R&B has a long tradition of its artists making bold, sometimes bawdy requests in their music — often as a desperate bid to save a failing relationship. Remember how in “Let’s Get Married,” 112 shrugs “we ain’t gettin’ no younger, so we might as well do it?” That song exists on a historical continuum that now includes Daniel Caesar setting a baby trap with his latest single, “Have A Baby (With Me).” You gotta love a song title that clarifies its proposition with a parenthetical.
All jokes aside, it’s an expectedly pretty song from the Canadian crooner, employing a loopy bassline over which Daniel narrates the situation. “You hold my hand, but in your head, you’ve already left / You free yourself of patience / You sit on the bed, but your shadow is getting dressed / You’ve had too many years of waiting.”
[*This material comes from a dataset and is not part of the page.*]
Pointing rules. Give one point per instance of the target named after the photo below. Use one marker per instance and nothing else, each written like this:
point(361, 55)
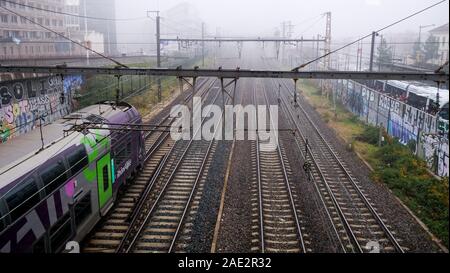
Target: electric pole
point(203, 44)
point(372, 49)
His solution is bad, but it’s familiar; faced with the possibility of losing his lover for good, he beckons, “Have a baby with me / There’s no time to believe in what we could be / We could leave something here / It’s too late for our dreams / We can make a new dream.”
As a staunch non-aspirant, I must say: while there are admirable and dubious reasons to pursue parenthood, this is undoubtedly the worst. That said, it’s thematically resonant with the title of his upcoming third studio album, Son Of Spery, which invokes his father to address the complexities of our relationships with our parents, and how they affect the ways we move through the world, even without knowing it. It sounds like we’re getting a literary classic from Caesar, which might reverse the results of that drunken rant in 2019.